Stanford University
Return to All Guidelines
 

Date: May 2001
Reference:   Administrative Panel on Laboratory Animal Care


Guidelines for Use of Cervical Dislocation for Rodent Euthanasia


STANFORD UNIVERSITY
The Administrative Panel on Laboratory Animal Care (A-PLAC)

DIRECTIONS: Review the following material. Keep copies of guidelines with applicable protocols. You may find it helpful to post a copy of these guidelines in your laboratory. Questions should be forwarded to the A-PLAC office, 723-4550.

TRAINING: Training in these techniques and the humane treatment of laboratory animals during the procedures is taught by the Veterinary Service Center (VSC) staff. All new personnel who will be performing these techniques should contact VSC staff for training (723-6735).

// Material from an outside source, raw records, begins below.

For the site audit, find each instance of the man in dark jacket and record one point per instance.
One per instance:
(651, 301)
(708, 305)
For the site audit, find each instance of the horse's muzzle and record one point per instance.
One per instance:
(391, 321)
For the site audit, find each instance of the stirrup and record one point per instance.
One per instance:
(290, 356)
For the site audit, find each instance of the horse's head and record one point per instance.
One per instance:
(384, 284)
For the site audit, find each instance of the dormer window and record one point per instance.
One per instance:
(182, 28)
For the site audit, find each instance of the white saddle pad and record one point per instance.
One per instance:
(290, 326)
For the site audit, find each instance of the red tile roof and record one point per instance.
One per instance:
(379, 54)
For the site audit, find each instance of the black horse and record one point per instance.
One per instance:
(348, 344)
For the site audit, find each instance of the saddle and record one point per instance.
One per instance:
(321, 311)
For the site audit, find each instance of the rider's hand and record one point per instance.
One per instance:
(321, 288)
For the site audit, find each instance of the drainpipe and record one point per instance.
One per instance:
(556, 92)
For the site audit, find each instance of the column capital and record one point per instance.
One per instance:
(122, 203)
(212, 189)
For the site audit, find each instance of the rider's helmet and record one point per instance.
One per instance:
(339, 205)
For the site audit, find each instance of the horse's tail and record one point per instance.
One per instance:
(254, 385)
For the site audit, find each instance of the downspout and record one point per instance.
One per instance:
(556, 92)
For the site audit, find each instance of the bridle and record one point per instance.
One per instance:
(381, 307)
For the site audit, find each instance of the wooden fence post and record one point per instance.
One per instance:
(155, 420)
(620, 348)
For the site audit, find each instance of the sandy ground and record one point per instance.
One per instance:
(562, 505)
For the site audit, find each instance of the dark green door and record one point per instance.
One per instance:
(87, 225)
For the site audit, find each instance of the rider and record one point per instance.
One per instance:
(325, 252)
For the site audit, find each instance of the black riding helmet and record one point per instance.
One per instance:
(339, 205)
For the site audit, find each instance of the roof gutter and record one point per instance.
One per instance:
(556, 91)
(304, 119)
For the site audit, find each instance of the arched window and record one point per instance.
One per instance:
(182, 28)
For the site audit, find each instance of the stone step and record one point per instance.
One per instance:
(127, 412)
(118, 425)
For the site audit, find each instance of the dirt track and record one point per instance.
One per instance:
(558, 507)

___________________________

GUIDELINES FOR USE OF CERVICAL DISLOCATION FOR RODENT EUTHANASIA
These guidelines have been written to assist Directors in complying with AVMA recommendations as well as to apprise them of effective techniques for rodent euthanasia.

I. Background

The A-PLAC is specifically charged with reviewing the methods of euthanasia for each research protocol to assure compliance with the recommendations contained in the Report of the AVMA Panel on Euthanasia (J. Am. Vet. Med. Assoc. 2000; 218: 669 - 696). Since physical methods of euthanasia (such as cervical dislocation) require the most skill to perform and are most likely to be affected by human error, the AVMA Panel recommends that such methods are used only when alternative methods are not appropriate. Methods deviating from these recommendations must be "justified for scientific reasons in writing by the investigator."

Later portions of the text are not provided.